- City: Växjö, Sweden
- League: Division 2 (at time of bankruptcy)
- Founded: 1971
- Operated: 1971–1997

Franchise history
- –1971: Östers IF Växjö IK
- 1971–1997: Växjö HC

Championships
- Le Mat Trophy: 0

= Växjö HC =

Växjö HC was a Swedish ice hockey club based in Växjö, Småland. The club was founded in 1971 as a merger of the ice hockey sections of Östers IF and Växjö IK. Öster had previously played one season, 1963–64, in Division I when it was the highest tier of ice hockey in Sweden. Växjö IK, meanwhile, had never played in the highest league, but had played several seasons in Division 2, most recently in the 1965–66 season, which at the time was the second-tier league.

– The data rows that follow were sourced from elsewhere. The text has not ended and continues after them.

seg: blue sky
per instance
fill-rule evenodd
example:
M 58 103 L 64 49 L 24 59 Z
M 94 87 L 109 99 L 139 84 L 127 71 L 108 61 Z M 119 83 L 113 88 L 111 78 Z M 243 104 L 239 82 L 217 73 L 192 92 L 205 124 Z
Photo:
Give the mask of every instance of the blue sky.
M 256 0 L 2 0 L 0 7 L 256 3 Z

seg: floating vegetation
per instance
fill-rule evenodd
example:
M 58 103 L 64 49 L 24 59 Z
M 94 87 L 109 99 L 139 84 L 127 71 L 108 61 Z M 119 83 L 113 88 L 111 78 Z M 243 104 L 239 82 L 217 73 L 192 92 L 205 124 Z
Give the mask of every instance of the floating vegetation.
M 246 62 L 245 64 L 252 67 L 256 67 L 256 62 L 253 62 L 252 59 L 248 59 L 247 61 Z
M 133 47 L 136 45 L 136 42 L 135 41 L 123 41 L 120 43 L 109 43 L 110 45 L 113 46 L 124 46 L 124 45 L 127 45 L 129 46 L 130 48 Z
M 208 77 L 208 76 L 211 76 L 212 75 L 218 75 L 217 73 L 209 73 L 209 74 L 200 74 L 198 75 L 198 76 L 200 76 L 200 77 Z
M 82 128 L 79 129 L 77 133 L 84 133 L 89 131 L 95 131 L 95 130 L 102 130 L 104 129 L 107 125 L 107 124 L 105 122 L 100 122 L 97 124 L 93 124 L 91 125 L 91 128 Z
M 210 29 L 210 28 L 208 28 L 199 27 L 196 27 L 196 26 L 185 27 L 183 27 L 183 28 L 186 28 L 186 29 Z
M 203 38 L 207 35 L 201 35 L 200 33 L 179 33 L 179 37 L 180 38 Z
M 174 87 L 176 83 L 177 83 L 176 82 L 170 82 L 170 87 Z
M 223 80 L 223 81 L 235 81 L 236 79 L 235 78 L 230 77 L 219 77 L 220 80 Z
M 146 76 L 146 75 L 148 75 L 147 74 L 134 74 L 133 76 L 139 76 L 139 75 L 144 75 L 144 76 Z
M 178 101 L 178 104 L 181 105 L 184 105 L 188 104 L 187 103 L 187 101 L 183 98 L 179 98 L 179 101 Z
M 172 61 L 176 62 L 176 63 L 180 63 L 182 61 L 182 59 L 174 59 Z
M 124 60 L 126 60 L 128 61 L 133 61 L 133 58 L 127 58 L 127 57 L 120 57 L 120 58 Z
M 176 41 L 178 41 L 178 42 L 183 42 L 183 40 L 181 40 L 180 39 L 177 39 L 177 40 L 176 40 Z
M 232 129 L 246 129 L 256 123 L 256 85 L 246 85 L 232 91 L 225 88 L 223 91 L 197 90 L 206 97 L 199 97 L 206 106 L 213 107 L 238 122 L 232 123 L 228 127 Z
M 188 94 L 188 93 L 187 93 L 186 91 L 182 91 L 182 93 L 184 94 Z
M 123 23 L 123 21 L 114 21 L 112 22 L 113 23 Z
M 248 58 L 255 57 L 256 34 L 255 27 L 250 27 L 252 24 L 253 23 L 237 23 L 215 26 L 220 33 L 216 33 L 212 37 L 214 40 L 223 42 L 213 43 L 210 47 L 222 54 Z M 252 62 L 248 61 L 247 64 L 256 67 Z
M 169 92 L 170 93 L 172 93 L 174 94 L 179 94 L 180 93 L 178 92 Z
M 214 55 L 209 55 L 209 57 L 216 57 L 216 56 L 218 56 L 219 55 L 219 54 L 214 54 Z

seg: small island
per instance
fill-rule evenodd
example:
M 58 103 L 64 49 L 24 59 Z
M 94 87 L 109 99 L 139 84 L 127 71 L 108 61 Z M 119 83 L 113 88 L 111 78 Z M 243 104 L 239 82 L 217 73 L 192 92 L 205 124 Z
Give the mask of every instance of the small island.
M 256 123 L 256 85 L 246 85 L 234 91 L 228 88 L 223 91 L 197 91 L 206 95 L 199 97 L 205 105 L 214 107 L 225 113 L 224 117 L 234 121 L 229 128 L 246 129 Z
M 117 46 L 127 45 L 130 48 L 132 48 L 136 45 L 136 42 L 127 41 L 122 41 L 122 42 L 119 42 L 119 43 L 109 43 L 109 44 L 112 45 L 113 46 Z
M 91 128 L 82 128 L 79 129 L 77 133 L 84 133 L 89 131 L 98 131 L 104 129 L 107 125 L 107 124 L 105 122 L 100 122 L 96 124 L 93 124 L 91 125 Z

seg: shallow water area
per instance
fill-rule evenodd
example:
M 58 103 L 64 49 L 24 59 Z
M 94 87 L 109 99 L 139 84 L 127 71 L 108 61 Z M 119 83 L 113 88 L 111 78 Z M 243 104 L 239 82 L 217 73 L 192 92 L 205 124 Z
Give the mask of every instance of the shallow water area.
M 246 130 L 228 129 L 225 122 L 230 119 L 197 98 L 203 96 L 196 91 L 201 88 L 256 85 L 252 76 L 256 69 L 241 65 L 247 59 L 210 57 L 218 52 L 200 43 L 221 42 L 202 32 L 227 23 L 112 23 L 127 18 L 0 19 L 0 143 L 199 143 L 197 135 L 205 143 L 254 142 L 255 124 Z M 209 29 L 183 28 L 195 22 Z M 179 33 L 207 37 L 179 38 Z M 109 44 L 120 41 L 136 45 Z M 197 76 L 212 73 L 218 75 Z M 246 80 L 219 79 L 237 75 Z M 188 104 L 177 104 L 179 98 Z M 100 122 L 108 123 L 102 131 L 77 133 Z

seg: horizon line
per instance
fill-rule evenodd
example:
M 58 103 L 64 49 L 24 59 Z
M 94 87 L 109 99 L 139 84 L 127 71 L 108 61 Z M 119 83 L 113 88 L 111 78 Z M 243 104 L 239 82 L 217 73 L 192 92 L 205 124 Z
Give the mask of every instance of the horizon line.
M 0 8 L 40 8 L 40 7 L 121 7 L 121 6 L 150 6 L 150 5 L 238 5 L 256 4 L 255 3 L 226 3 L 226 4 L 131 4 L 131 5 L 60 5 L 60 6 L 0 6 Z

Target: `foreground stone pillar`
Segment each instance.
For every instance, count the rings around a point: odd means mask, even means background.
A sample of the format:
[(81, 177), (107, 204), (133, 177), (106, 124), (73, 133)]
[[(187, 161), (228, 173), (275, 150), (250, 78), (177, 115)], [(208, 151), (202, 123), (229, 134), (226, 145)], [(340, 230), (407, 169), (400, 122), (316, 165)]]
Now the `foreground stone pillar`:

For the new joint club's inaugural season in 1971–72, the club took Öster's place in Division 2, and competed as "Växjö HC/Östers IF", finishing third in their group.

Växjö HC would yo-yo in and out of Sweden's second highest league, managing play at that level for the final time in 1977–78. After their relegation in 1978, they remained in the lower levels of Swedish hockey until the club filed for bankruptcy and was dissolved in 1997.

That same year, Växjö Lakers HC was formed, to maintain the presence of a hockey club in Växjö. In 2011, the Lakers would go on to be promoted to what is today called the SHL, bringing top-tier hockey to Växjö for the first time since the 1963–64 season.